I nomi li fa lo stesso Natuzzi. «Calia, Chateau d’Ax, Nicoletti, Poltrone e Sofà, tutti hanno adottato lo stesso modello di business. E il presidente del distretto del salotto della Lucania, Tito Di Maggio, ha dichiarato ufficialmente di produrre al costo industriale di 25 centesimi al minuto. Ma come fa se il costo industriale di un’azienda in regola, tipo la mia, è di 92 centesimi!». Come si spiega tutto ciò? La verità è che sono nate imprese come quelle citate da Natuzzi che in realtà erano solo dei marchi commerciali. Pochi dipendenti, tutto marketing, una buona spesa pubblicitaria usando come testimonial attrici e miss Italia. Queste aziende sono cresciute fabbricando divani nelle cantine dei paesi a cavallo tra la Puglia e la Lucania e utilizzando manodopera in nero o lavoratori Natuzzi in cassa integrazione che trasferivano know how dell’azienda madre. «Una volta — racconta lo stesso Pasquale — la Guardia di finanza individuò due operai in cassa che stavano lavorando in un’altra azienda. Noi li licenziammo immediatamente e il magistrato mi ha costretto a riassumerli».

A condire il giallo del divano imbottito c’è anche la leggenda dei cinesi. Si dice che in zona siano 2 mila, di sicuro gli italiani ne hanno usati tanti come teste di legno per le coperture amministrative e legali e infatti le statistiche della locale Camera di Commercio registrano un secco aumento di asiatici alla guida di imprese attive nella Murgia tra il 2009 e il 2012.
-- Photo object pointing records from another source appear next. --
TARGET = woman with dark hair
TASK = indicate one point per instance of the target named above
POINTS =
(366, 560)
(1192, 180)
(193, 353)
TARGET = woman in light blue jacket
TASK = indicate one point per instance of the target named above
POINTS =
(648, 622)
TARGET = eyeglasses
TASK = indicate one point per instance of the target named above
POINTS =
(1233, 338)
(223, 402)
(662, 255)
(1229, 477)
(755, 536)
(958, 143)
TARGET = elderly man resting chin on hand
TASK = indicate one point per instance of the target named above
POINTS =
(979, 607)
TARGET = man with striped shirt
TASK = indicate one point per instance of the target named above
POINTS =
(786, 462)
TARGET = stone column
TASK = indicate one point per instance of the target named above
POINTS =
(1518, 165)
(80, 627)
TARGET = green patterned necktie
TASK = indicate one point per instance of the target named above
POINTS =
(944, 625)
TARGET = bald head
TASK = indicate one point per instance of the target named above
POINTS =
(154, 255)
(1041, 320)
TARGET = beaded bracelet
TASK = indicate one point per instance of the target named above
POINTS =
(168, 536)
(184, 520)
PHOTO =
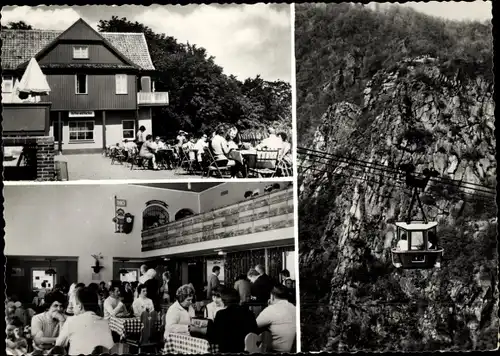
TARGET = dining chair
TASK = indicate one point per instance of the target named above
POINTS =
(258, 343)
(149, 335)
(214, 165)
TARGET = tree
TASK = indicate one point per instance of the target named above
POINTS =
(18, 25)
(201, 95)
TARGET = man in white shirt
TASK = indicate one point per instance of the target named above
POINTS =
(86, 330)
(200, 147)
(142, 303)
(280, 318)
(272, 142)
(113, 306)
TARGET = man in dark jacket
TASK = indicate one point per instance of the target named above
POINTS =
(213, 281)
(231, 324)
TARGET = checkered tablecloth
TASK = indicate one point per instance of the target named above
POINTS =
(185, 344)
(124, 326)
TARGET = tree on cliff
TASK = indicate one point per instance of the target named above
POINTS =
(201, 95)
(355, 42)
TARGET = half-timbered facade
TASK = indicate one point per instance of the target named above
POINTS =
(101, 87)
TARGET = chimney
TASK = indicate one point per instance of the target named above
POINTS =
(146, 84)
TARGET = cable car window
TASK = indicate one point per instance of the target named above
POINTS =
(417, 240)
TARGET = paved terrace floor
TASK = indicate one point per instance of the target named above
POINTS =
(96, 166)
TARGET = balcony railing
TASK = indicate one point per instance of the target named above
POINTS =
(263, 213)
(152, 98)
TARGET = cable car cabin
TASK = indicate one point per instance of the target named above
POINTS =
(417, 246)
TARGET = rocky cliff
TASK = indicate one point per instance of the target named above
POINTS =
(434, 114)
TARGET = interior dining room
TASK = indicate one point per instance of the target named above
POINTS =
(186, 233)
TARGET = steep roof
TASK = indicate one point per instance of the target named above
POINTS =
(19, 46)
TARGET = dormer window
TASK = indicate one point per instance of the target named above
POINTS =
(80, 52)
(7, 84)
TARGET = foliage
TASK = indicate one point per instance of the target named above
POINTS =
(201, 95)
(355, 42)
(18, 25)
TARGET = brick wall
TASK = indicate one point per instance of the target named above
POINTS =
(43, 148)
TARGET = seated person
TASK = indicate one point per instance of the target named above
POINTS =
(212, 308)
(142, 303)
(113, 306)
(231, 142)
(286, 150)
(15, 342)
(200, 146)
(232, 323)
(86, 330)
(280, 318)
(272, 142)
(45, 327)
(179, 315)
(148, 150)
(432, 240)
(221, 150)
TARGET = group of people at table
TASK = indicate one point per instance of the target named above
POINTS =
(224, 145)
(79, 321)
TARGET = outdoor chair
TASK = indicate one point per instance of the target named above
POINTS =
(138, 161)
(184, 162)
(266, 163)
(149, 337)
(214, 165)
(258, 343)
(117, 154)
Detto del clima di straordinaria illegalità che ha avvolto il distretto in questi anni senza che la politica muovesse un dito e che le autorità facessero il loro dovere, è evidente che anche l’imprenditore Natuzzi ha commesso i suoi errori. Chi conosce le aziende sostiene che avrebbe dovuto organizzare il ciclo produttivo in maniera meno integrata e più flessibile, che avrebbe dovuto curare di più l’efficienza e che forse ha esagerato ad aprire negozi (300) in quasi tutto il mondo.

È accaduto che l’Adriano Olivetti del Sud sia rimasto in qualche maniera prigioniero del mito che gli era stato costruito addosso. Lui, anche in circostanze così drammatiche e nonostante le 73 primavere che ha già contato, non si dà per vinto. Pensa che i suoi prodotti siano ancora validissimi e giura che non ha nessuna intenzione di delocalizzare. Se vuol metter fuori 1.700 persone è «per salvare il gruppo» e non mandare tutto a carte quarantotto.

Per chi resta senza lavoro Natuzzi ha già studiato un’idea: si tratta di recuperare flessibilità produttiva creando delle cooperative di operai-terzisti capaci di produrre a costi più bassi di due terzi rispetto alla casa madre e di combattere il «distretto illegale». Riuscirà il capitano d’industria che tutto il Meridione avrebbe voluto per sé a vincere questa battaglia? La recessione infinita non gioca certo a suo favore ma un primo risultato ieri lo ha portato a casa. I duri che proponevano lo sciopero sono stati battuti e hanno vinto gli operai aziendalisti. Così oggi alla Natuzzi comunque si lavora.